Size-dependent Failure Behavior of Lithium-Iron Phosphate Battery under Mechanical Abuse

TL;DR

This study investigates how the size of lithium-iron phosphate batteries affects their failure behavior under mechanical abuse, revealing size-dependent failure loads, temperature rises, and failure delays crucial for safety management.

Contribution

It provides the first comprehensive analysis of size-dependent failure characteristics of LFP batteries under mechanical abuse using in-situ measurements.

Findings

Failure load and peak temperature depend strongly on battery size.

Smaller 18650 batteries show delayed failure under lateral compression.

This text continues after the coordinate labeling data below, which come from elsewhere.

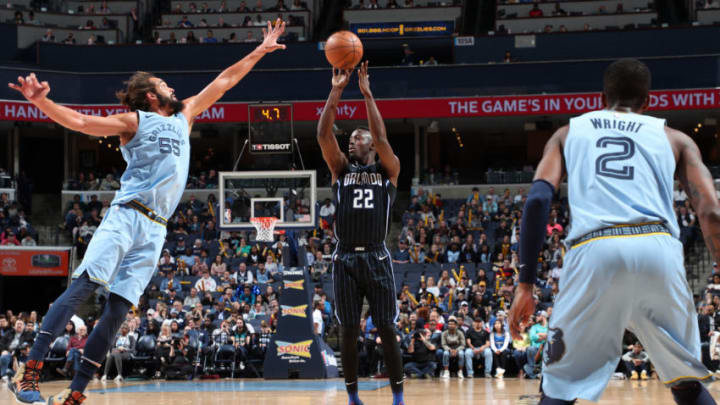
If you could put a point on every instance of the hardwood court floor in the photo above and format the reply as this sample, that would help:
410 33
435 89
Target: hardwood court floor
331 392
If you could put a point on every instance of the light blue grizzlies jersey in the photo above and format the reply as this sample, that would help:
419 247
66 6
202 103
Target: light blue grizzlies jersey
621 170
158 160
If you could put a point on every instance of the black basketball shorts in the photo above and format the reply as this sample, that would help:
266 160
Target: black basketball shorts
359 274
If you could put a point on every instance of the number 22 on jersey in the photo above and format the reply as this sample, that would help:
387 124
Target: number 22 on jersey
363 198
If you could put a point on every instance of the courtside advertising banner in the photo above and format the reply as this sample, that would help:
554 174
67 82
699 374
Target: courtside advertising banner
295 351
25 261
490 106
403 29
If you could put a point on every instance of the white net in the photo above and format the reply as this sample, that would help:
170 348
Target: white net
264 226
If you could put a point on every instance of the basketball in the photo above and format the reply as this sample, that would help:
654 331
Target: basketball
343 50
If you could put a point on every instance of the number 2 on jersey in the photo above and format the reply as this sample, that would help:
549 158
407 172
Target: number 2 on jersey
363 198
628 151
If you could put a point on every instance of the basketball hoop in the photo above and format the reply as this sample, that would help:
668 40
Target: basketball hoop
264 227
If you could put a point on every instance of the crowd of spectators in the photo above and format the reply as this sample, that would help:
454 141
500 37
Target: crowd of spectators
23 16
381 4
211 307
15 228
91 181
243 7
216 293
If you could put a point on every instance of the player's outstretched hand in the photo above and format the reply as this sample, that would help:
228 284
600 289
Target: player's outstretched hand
32 89
364 79
341 77
522 308
271 35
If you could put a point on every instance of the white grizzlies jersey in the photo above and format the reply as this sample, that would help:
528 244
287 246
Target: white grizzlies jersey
158 160
621 170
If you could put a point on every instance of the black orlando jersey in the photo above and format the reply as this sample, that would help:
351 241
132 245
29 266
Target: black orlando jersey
363 195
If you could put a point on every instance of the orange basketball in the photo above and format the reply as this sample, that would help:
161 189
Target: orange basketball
343 50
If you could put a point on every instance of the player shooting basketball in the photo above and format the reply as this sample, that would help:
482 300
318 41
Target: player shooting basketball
124 250
364 190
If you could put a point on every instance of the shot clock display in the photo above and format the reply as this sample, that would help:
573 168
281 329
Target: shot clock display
270 128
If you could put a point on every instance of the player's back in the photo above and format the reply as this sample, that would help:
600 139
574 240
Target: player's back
620 171
158 159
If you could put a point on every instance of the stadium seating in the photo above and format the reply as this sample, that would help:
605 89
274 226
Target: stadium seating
575 16
222 33
709 16
74 22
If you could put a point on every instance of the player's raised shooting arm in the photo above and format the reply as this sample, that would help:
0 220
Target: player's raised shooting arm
697 182
388 160
36 92
231 76
335 159
537 207
532 229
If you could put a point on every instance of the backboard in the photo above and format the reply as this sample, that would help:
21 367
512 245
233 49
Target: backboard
287 195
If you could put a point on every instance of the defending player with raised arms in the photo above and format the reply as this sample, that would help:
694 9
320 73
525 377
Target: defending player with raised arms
624 268
364 190
124 251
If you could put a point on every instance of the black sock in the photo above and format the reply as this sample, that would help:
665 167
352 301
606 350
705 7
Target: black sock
350 357
552 401
100 340
692 393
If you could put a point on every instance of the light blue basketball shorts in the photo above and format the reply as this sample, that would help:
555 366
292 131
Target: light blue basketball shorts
611 284
123 252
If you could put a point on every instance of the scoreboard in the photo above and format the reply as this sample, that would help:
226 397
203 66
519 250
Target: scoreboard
270 128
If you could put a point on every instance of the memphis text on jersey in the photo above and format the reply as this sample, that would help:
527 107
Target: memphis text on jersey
363 179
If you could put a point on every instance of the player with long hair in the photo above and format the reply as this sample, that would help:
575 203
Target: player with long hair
123 252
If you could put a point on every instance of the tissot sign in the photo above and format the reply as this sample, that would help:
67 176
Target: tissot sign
490 106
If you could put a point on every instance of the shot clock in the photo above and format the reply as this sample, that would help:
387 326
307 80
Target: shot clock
270 128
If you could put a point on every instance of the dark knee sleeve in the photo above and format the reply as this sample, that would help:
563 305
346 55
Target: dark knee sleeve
349 355
103 335
60 313
64 307
392 357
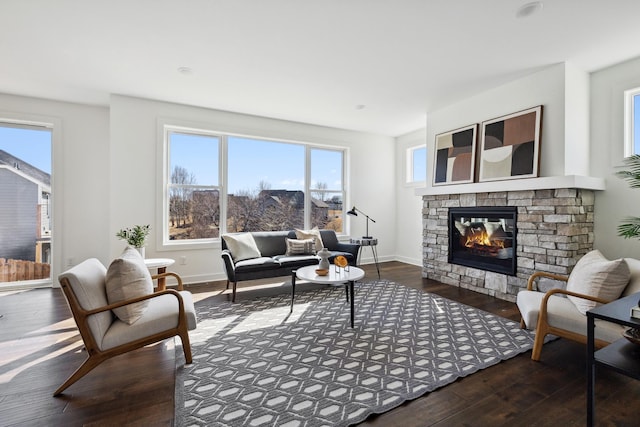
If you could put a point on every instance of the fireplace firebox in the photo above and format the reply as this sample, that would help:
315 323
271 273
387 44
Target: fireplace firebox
484 238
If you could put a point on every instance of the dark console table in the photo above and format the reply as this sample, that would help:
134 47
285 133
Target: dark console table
621 355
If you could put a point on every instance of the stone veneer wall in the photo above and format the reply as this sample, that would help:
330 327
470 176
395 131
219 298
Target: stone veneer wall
555 228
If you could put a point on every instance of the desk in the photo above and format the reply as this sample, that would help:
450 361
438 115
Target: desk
335 277
621 356
372 243
161 264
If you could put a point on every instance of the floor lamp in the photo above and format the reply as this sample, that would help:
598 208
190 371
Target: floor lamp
354 212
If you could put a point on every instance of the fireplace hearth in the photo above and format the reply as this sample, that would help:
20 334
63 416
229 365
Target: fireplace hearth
484 238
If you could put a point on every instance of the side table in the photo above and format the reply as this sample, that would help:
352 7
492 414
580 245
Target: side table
621 355
370 242
161 264
335 277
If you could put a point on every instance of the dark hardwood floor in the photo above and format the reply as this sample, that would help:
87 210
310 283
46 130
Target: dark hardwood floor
40 348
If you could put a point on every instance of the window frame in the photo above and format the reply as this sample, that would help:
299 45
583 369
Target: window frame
51 125
165 127
410 166
630 122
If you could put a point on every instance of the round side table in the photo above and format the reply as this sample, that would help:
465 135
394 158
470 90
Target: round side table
161 265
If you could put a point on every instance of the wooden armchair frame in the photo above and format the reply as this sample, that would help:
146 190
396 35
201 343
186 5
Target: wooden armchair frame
96 355
543 328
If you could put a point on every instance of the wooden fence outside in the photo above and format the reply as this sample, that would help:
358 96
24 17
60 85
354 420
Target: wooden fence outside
13 270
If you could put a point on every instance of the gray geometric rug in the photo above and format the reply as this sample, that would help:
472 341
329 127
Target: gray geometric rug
255 364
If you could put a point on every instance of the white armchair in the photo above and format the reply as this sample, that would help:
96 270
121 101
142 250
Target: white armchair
167 313
561 312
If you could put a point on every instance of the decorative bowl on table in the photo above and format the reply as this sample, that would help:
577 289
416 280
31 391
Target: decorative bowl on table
340 261
632 334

Maximum temperature rise observed in 32650 batteries during longitudinal compression.

Abstract

Under mechanical abuse conditions, the failure of lithium-ion batteries occurs in various stages characterized by different force, temperature and voltage response which require it's in-situ measurements for analysis. Firstly, four sizes of commercially available lithium-iron phosphate batteries (LFPB) viz. 18650, 22650, 26650, and 32650 are subjected to quasi static lateral, longitudinal compression, and nail penetration tests. The failure, characterized by the voltage drop and temperature rise, at the onset of the first internal short-circuit (ISC), is identified by Aurdino-based voltage sensor module and temperature measurement module, respectively. The battery failure load and peak temperature at the onset of ISC are found to rely on the battery size strongly. The failure is observed to be delayed for small-sized 18650 batteries during lateral compression, unlike longitudinal compression and nail penetration test. At the onset of the short circuit, the temperature rise above the ambient value is different for different LFPBs. It is found to be maximum (64.4 degree C ) for LFPB 32650 under longitudinal compression and minimum (29.5 degree C) under lateral compression tests amongst the considered geometries. Further, LFPB 26650 exhibited a balanced thermal behavior during the considered abused condition. Such data can be sensed timely for effective thermal management and improved safety of lithium-ion batteries.